Modify the LDAP entry with the new configuration:

# ldapmodify -D "cn=Directory Manager" -W << EOF
dn: cn=caCACert,ou=certificateProfiles,ou=ca,o=ipaca
changetype: modify
replace: certProfileConfig
certProfileConfig:: $(cat caCACert.b64)
EOF

3. Issue new CA certificate

Restart IPA:

# systemctl restart ipa

Then renew the CA certificate via:

# ipa-cacert-manage renew --self-signed
# ipa-certupdate

Last, restart certmonger:

# systemctl restart certmonger

and look for your renewed certificate in output of

# getcert list

Root Cause

Normally, PKI won't allow issuing certificates with a validity exceeding CA's certificate validity.
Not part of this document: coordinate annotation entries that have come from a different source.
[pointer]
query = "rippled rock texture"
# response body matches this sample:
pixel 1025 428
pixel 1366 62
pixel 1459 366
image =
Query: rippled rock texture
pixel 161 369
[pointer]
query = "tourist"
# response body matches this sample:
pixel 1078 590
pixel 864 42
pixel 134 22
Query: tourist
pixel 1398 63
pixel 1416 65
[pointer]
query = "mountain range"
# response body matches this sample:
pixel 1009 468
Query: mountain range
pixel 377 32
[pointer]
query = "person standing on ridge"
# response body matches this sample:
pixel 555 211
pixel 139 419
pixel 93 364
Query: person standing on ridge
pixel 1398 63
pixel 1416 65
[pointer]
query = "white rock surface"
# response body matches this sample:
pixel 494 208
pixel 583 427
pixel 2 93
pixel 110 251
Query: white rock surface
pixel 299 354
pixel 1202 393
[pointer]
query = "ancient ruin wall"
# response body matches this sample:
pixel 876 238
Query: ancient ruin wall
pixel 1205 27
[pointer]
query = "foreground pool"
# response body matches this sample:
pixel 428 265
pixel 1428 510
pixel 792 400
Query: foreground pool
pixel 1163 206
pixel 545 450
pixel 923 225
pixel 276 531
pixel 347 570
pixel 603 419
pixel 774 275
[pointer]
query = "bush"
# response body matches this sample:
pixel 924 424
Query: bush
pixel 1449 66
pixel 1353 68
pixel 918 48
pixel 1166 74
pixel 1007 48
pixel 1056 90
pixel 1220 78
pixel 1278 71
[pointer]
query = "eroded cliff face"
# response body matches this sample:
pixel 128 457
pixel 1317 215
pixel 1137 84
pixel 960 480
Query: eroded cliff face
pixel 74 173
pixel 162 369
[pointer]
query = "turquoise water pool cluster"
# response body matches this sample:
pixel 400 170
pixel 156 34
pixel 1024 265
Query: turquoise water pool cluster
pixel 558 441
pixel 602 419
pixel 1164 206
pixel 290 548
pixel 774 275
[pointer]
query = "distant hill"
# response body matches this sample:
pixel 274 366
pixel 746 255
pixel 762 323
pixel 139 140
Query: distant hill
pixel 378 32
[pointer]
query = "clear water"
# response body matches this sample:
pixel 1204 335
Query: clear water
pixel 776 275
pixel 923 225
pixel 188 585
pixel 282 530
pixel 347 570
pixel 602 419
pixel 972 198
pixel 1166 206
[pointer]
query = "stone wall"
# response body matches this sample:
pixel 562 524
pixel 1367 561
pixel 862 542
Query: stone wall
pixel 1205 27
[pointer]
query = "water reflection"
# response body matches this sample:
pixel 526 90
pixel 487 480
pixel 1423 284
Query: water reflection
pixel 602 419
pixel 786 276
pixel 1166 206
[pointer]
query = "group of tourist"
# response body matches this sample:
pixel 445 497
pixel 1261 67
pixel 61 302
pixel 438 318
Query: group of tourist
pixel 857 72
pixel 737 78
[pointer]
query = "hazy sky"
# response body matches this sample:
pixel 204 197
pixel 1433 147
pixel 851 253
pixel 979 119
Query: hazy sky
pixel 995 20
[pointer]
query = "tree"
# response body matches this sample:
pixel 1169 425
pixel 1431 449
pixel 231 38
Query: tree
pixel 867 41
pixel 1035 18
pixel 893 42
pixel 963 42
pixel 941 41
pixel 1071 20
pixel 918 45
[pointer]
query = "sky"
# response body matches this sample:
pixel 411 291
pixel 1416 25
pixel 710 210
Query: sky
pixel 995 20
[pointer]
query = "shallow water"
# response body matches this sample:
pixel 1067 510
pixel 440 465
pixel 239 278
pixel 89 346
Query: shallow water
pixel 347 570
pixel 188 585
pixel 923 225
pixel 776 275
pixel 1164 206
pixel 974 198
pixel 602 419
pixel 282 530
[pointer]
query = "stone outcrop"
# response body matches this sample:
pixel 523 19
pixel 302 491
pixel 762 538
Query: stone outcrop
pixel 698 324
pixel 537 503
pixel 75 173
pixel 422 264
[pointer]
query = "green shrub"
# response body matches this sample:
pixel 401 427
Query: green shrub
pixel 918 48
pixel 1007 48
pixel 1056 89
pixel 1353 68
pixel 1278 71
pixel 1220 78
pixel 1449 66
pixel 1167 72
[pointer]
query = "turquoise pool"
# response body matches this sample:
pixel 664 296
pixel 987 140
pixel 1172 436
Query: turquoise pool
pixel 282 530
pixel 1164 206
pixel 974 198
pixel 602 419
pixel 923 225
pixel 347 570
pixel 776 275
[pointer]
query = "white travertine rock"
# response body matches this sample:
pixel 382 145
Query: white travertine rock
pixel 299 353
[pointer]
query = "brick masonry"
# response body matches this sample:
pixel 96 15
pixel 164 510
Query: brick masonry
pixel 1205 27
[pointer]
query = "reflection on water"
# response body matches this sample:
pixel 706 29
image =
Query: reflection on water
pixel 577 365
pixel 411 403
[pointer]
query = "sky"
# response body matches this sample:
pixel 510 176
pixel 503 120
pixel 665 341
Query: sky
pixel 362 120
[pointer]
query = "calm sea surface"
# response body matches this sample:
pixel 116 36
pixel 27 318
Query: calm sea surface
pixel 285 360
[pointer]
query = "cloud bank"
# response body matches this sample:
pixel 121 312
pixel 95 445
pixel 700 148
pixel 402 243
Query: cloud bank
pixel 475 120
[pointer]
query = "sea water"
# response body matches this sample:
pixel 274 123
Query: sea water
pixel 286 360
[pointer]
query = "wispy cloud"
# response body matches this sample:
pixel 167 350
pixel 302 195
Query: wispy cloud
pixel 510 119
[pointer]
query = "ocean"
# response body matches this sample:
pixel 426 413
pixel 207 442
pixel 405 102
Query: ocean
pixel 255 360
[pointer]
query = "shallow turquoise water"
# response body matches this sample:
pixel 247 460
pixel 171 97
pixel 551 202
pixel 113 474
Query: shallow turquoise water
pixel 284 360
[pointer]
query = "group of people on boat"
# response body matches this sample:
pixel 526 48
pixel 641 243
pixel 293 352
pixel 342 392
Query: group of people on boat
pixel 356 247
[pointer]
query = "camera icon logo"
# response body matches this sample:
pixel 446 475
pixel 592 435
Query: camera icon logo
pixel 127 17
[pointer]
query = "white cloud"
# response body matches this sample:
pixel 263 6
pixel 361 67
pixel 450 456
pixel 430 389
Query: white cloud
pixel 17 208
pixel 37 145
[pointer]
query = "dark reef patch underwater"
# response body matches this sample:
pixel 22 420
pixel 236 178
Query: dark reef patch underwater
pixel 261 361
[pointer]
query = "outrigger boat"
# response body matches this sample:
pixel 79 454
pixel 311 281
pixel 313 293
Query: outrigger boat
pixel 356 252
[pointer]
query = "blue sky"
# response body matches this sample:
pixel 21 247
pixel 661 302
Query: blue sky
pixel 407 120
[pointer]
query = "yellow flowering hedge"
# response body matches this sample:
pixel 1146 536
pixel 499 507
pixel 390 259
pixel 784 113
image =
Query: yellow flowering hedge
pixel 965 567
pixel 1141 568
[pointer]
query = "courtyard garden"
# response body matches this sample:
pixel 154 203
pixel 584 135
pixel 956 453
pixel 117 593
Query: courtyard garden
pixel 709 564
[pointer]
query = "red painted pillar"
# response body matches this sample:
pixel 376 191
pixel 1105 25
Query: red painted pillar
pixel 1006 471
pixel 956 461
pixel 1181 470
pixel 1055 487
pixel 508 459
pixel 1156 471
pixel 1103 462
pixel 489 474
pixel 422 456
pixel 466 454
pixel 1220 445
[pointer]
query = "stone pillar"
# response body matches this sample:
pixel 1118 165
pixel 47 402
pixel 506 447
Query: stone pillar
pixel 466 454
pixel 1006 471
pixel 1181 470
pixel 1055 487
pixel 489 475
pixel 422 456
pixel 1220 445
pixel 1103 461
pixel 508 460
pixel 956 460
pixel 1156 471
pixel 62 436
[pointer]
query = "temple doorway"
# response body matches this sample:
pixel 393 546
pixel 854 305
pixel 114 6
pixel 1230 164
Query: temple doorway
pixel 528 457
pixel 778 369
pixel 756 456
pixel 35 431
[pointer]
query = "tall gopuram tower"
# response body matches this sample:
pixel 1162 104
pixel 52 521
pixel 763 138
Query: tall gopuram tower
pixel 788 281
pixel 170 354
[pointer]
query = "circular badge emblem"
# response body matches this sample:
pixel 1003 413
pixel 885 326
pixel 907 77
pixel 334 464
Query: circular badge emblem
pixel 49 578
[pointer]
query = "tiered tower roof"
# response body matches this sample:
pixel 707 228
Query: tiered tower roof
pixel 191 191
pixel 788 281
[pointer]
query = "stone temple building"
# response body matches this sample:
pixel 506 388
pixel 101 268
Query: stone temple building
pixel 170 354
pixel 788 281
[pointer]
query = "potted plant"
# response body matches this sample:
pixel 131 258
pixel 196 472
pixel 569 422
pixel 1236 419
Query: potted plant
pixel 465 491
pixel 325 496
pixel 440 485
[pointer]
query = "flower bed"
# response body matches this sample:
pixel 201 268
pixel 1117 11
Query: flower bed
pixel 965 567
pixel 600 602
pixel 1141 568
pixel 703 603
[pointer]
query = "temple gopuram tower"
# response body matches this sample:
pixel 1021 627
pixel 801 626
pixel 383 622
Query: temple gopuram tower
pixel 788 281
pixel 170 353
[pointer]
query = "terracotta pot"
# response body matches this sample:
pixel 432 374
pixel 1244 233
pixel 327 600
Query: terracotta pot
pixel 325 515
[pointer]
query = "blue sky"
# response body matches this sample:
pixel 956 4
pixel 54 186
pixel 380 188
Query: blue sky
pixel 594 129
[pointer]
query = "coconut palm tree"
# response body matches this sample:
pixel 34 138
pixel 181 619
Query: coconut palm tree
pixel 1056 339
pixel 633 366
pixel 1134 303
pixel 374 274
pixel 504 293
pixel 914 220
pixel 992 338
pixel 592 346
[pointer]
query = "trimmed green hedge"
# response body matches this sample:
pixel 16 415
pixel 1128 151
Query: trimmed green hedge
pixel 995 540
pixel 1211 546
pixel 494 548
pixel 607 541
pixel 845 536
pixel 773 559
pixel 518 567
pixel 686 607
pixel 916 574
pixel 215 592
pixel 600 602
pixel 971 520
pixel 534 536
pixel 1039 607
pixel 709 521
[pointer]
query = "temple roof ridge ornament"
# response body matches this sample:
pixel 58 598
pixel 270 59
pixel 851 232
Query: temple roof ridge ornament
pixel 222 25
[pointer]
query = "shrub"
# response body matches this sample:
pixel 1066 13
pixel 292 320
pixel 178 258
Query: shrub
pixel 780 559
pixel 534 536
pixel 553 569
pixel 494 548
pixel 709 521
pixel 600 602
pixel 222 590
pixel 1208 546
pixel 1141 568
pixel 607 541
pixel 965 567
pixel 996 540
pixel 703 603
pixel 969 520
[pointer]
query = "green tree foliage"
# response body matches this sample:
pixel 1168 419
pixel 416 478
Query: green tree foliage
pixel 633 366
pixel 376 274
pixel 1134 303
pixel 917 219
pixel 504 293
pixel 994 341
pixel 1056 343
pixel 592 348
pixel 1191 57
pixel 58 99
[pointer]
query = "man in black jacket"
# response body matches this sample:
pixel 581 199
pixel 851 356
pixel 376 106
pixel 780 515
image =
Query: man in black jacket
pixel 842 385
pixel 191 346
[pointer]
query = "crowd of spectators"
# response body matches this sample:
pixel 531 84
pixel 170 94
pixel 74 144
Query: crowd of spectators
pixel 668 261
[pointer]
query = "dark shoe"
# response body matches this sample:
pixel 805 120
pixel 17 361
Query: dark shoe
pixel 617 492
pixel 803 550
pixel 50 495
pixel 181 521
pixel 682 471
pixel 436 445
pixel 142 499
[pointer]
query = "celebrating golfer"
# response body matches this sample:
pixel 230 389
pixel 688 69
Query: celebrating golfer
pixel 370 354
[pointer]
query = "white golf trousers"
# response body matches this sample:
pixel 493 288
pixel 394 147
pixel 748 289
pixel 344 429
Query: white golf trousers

This is done due to security reasons, but results in a situation, when CA's issuing certificate validity can't effectively be moved forward in time - as every certificate we can issue with current issuing certificate can't exceed the validity period of the said issuing certificate, including it's own renewal certificate.

Normally, we don't need to renew issuing certificates so often due to it's long validity period (20 years by default), but if your issuing CA is externally signed, it can have usual 2-year validity period and can expire easily - especially since IPA can't normally auto-renew it.

In this case, this means that if CA certificate is expired, then all the service certificates are expired, too, and the only way to fix things is to go back in time when the certificates were still valid, switch to self-signed CA and get the service certificates to get renewed in order to cover the gap between the date they expired and the present, and only then install the new externally-signed CA.